These videos provide insight into high-impact leadership across four Australian schools. Each school’s story is presented in two videos:
- The principal’s message outlines a challenge the school faced, the school’s response, and the skill set required to enact change successfully.
- The case study provides examples of the distributed and collaborative nature of leadership to realise the school’s vision, demonstrated through the lens of the five Professional Practices of the Australian Professional Standard for Principals.
You can delve further into each of the Professional Practices utilising AITSL’s ‘what is guides’ to reflect on your practice and plan for further development and growth.
Redbank Plains State School
Evan Willis, the substantive principal, started at Redbank Plains State School in mid-2016 when the school was receiving priority support from the Queensland Department of Education School Improvement Unit. A metropolitan government primary school located between Brisbane and Ipswich in Queensland, Redbank Plains State School, has a significant school population with language backgrounds other than English. The school commenced a journey to improve the outcomes for their students by focusing on people and mindset – beginning with the leadership team and staff development.
This case study has a key focus on the Professional Practices ‘Developing self and others’ and ’Leading the management of the school’.
Bray Park State High School
Bray Park State High School in Brisbane, Queensland has moved from having a high turnover of principals in 2014 to being awarded the Queensland Government's Showcase Award for State School of the Year in 2017. A key driver behind this transformation was the leadership of the principal, Kirsten Ferdinands. Kirsten and the leadership team focused on a strategic leadership plan and a strong pedagogical focus, taking a school of 860 students on a journey to "challenge the unknown."
This case study has a key focus on the Professional Practices ‘Developing self and others’ and ‘Leading improvement innovation and change’.

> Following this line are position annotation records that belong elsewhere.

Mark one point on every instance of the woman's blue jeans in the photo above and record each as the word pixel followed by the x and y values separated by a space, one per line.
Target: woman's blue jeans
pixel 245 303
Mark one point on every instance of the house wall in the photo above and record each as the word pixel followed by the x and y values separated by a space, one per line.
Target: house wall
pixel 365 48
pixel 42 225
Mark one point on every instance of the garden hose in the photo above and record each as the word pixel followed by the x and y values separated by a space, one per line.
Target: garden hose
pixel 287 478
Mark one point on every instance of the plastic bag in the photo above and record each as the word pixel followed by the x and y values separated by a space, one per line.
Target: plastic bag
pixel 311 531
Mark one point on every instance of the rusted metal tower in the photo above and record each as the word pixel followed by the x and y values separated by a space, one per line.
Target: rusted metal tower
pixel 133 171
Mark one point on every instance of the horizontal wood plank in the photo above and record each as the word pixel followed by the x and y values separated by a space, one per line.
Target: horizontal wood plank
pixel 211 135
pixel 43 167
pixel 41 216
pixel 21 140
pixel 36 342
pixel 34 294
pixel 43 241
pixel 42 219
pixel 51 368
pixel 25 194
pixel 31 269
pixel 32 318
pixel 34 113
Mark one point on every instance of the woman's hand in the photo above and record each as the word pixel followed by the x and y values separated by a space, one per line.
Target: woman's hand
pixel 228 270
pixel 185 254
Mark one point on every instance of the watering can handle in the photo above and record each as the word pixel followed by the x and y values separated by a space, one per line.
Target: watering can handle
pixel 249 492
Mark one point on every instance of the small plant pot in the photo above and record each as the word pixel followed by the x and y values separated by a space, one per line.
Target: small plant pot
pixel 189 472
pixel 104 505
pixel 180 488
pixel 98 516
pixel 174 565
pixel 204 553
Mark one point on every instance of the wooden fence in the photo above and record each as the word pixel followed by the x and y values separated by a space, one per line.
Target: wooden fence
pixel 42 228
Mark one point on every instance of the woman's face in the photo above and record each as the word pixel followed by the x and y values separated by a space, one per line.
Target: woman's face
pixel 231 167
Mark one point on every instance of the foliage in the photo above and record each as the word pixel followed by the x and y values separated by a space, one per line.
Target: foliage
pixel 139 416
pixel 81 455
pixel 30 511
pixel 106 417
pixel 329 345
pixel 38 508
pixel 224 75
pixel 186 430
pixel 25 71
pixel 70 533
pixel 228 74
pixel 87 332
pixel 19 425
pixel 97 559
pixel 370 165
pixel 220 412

Circular Head Christian School
Keeping students in school beyond year 10 is an area of focus for Circular Head Christian School, and three years ago it made structural and pedagogical changes to address this. The principal, Ara Popowski, began her journey with the independent school, located in the top north-west corner of Tasmania, as a parent helper then moved through positions as a teacher’s aide, teacher, learning support coordinator, head of school, assistant principal and principal. Ara’s career path demonstrates the power of employing from within the community in rural areas as a strategy to develop and retain great leaders.
This case study has a key focus on the Professional Practices ‘Leading improvement innovation and change’ and ’Engaging and working with the community’.
Good Shepherd Lutheran College
Led by Rachel Boyce, the school has focused on the ‘us’ of schooling, which involves all stakeholders working together as a collective. The school aims to create positive social learning environments using appreciative inquiry, and have been on a journey to make sure as much effort is put into the teachers' learning and development as is put into the students'. Teachers are supported to grow and develop and are encouraged to undertake certification to become a Highly Accomplished or Lead teacher (HALT).
Good Shepherd has 1,260 students from early learning right to year 12 across three campuses. It is a co-educational, independent, regional school in the Northern Territory which offers the International Baccalaureate. In the development of their Primary Years Programme (PYP) and the Middle Years Programme (MYP), they seek to form learners passionate about lifelong learning.
This case study has a key focus on the Professional Practices ‘Developing self and others’ and ‘Engaging and working with the community’.